Here is the story of Mel Nebhrajani. She has an Asian immigrant background. She started out as a Chancery barrister and is now in the Government Legal Service. The link is to an interview about BAME lawyers, diversity, under-represented groups etc etc. "Heard it all before", you might think, "minority woman starts out in the unwelcoming private sector and is only welcomed in the public sector". But no - this is a very different story. Read more below.


Life is fractal. So, for example, in the world of education, university graduates might be regarded as a bit snooty by non-graduates, and then there are those universities that are regarded as more snooty than other universities, and then within the top universities there are a couple of old ones that have a bit of a reputation for learning and rowing - but even within Oxbridge there are colleges that look down on other colleges, and subjects that look down on other subjects.

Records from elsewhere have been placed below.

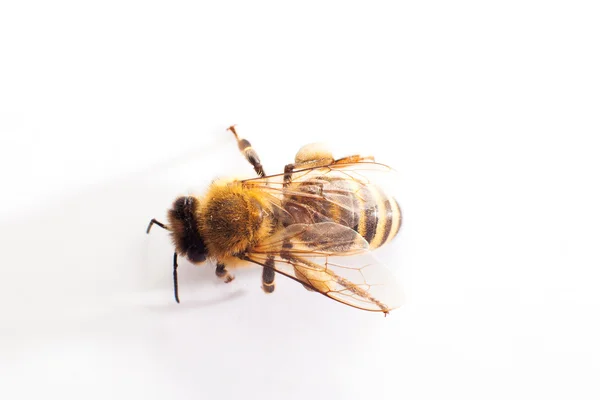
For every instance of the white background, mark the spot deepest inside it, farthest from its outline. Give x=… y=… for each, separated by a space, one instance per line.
x=488 y=110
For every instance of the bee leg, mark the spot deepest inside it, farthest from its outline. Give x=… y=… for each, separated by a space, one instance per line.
x=248 y=152
x=152 y=222
x=268 y=277
x=222 y=273
x=175 y=282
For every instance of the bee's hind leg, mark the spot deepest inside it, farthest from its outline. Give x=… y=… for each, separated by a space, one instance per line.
x=268 y=277
x=248 y=152
x=222 y=273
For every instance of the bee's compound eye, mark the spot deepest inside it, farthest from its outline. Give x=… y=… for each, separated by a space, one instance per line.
x=196 y=255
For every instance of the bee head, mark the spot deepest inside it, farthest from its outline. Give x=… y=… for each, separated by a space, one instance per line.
x=183 y=222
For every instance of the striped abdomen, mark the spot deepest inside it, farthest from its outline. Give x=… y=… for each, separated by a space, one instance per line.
x=367 y=209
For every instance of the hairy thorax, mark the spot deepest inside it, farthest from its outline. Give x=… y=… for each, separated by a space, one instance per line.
x=233 y=219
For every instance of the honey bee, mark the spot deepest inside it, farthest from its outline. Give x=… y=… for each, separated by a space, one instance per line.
x=315 y=223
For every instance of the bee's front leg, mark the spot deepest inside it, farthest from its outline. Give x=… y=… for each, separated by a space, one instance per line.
x=248 y=152
x=222 y=273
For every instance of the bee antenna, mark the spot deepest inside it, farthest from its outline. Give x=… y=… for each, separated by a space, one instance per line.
x=175 y=284
x=232 y=129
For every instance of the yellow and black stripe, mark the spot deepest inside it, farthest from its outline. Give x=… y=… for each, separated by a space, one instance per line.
x=380 y=216
x=367 y=209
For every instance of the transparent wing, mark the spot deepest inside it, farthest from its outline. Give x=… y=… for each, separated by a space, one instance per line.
x=318 y=256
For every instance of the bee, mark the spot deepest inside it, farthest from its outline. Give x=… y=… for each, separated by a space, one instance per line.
x=315 y=223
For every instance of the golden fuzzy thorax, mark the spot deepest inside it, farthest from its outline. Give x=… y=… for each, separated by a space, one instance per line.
x=232 y=219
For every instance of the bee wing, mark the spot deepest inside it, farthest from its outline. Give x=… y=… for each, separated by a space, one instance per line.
x=318 y=256
x=311 y=193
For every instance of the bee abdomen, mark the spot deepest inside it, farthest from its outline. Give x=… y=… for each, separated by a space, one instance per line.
x=380 y=218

It's the same with professions. Being a lawyer is a pretty old-fashioned, fusty kind of job. Within lawyers, being a barrister is the more fusty end of the profession. But within barristers, Chancery barristers are commonly regarded as the most fogey-ish of the lot. If you are looking for a barrister who regularly wears three-piece suits and uses Latin then you're probably looking for a Chancery bod.

That takes us back to Ms Nebhrajani. This was her experience:

"I qualified in 1994 and did my pupillage at the Chancery Bar, which was then far from being diverse. Part-way through I applied for, and got, a tenancy at a traditional Lincoln’s Inn chambers that had only ever had two women and no one of colour. But it was prepared to be forward-thinking and it ran a name-blind application process. The top four candidates were all women, with two of us from ethnic minority backgrounds. [...]

Judges often wouldn’t pronounce my name – and made a point of saying they wouldn’t try – but, interestingly, I never felt underestimated or overlooked by them in court.

[...] although I was virtually never without work – unusual in itself at the junior end in those days – I didn’t like worrying about whether the work would dry up or what its quality would be. And the final straw for me was when I was appointed to do all the mortgage repossession work for a mortgage company. It was very lucrative but soul destroying.
"

So, a traditional Chancery chambers (in 1994 - that means a lot of three-piece suits and Latin) ran a name-blind application process which produced a hugely unrepresentative but pro-diverse candidate shortlist; judges (if you were a judge in 1994, you might have been born before the War) never underestimated or overlooked her (she did better than many white men there); she was unusually successful in her professional life ("virtually never without work – unusual in itself at the junior end in those days"); and she even got herself a lucrative line in financial services work. And all that was more than 20 years ago. She had the First World Problems of any barrister with an unusual surname: why do they get my name wrong so often (not a worry for Smiths and Patels)? Will the work dry up?

In short, this is a success story. The inner citadels of British professional prestige and tradition were open to merit a generation ago. You might not know it from the rhetoric, but things are really not too bad here.